If you’ve ever considered liposuction to remove excess fat tissue, you may be shocked to discover that you could potentially be saving a life. Researchers at UCLA made an incredible – albeit, accidental – discovery about fat tissue, after examining the (normally discarded) remains of several liposuction surgeries. It turns out that fat tissue contains a precious and life-saving gem – stem cells, infant cells that are increasingly being used in the medical community to reverse serious degenerative diseases. But the stem cells discovered by the UCLA researchers weren’t just “ordinary” stem cells. Further investigation revealed that these fat-derived cells are a specialized and rare form of stem cell that may have the potential to regenerate almost any type of tissue in the human body.
Most stem cells found in adults are multipotent, meaning that they can develop into different types of cells within the body. However, researchers from the UCLA Department of Obstetrics and Gynecology were able to isolate a new type of primitive, stress-resistant human pluripotent stem cell in fat tissue. These stem cells are called multi-lineage stress-enduring stem cells from adipose tissue (Muse-AT). They are special because they can differentiate into virtually any type of cell in the body, including muscle, fat, bone, cardiac, neuronal and liver cells, without being genetically modified. After these stem cells were examined, it was confirmed that they had the proper genetic characteristics and specialized functions of each type of cell. They found that the cells were able to regenerate tissue when they were transplanted into the body. Additionally, the researchers were able to isolate these special stem cells simply and efficiently, using a method that takes approximately six hours from the time that the fat tissue is harvested.

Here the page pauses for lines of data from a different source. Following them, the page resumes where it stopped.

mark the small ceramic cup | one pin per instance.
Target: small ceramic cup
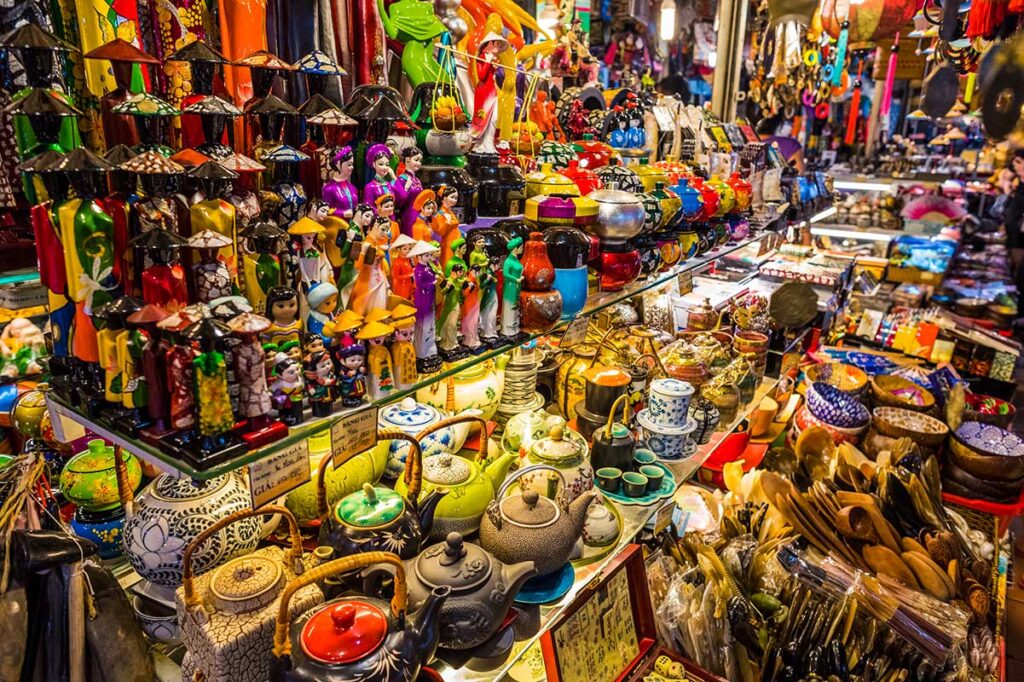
(634, 484)
(669, 401)
(642, 458)
(609, 478)
(655, 475)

Prior to this research, the only known source of pluripotent stem cells were in human embryos and cells that were transformed into pluripotent stem cells. Stem cell research utilizing human embryos is a highly controversial topic, whereas research using stem cells from fat tissue doesn’t invoke the same controversial reaction. Additionally, the two known sources of pluripotent cells both show an uncontrolled ability to differentiate and grow, potentially causing the development of unwanted teratomas (tumors). Further research is needed on Muse-AT stem cells, to determine if they can avoid the development of teratomas. If the cell differentiation can be controlled as pluripotent stem cells, they will prove to be even more beneficial to the scientific community.
Future research of Muse-AT stem cells may even enlighten researchers about the nature of cancer cells, as they too are stress-resistant cells. Additionally, the researchers hope to use these cells to regenerate damaged tissue in animals, in an effort to learn how the cells grow and perform in a mammal’s body. This will help to determine if and how they can be used in the field of human regenerative medicine in the future.

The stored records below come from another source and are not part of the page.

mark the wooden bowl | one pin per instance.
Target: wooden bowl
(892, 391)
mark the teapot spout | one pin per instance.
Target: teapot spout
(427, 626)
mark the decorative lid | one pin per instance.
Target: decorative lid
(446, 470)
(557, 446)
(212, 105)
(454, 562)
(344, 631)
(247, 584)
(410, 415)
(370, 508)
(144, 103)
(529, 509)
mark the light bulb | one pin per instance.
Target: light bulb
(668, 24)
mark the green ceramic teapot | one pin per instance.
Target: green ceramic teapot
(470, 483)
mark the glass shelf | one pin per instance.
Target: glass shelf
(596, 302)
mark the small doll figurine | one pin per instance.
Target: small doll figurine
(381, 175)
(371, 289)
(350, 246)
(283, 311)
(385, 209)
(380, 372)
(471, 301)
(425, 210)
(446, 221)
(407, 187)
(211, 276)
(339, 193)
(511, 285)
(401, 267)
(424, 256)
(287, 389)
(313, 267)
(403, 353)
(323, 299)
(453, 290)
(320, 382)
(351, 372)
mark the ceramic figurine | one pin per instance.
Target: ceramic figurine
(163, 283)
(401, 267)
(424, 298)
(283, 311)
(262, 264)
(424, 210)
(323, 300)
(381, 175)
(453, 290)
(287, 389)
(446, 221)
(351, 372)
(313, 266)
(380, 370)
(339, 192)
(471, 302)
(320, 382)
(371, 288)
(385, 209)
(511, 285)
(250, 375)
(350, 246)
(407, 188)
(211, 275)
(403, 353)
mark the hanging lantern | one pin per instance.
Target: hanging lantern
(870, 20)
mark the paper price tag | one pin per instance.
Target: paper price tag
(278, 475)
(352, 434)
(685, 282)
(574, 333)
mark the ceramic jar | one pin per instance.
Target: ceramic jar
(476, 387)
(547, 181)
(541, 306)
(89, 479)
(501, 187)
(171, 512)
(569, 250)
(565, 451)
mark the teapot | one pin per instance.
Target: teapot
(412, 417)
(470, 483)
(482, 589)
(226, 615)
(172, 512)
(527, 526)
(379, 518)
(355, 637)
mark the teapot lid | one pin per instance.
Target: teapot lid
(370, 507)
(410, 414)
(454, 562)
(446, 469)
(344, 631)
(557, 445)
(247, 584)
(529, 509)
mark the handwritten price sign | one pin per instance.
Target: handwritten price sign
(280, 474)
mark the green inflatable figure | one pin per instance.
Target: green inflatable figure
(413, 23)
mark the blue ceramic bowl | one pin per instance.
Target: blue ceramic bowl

While additional research is definitely warranted on these new Muse-AT stem cells, the discovery of these specialized cells in such a readily available tissue is promising for the future of regenerative medicine. For the time being, researchers will be better able to understand cancer and other diseases using these pluripotent stem cells from fat tissue, which may help to develop preventative and treatment options for devastating diseases.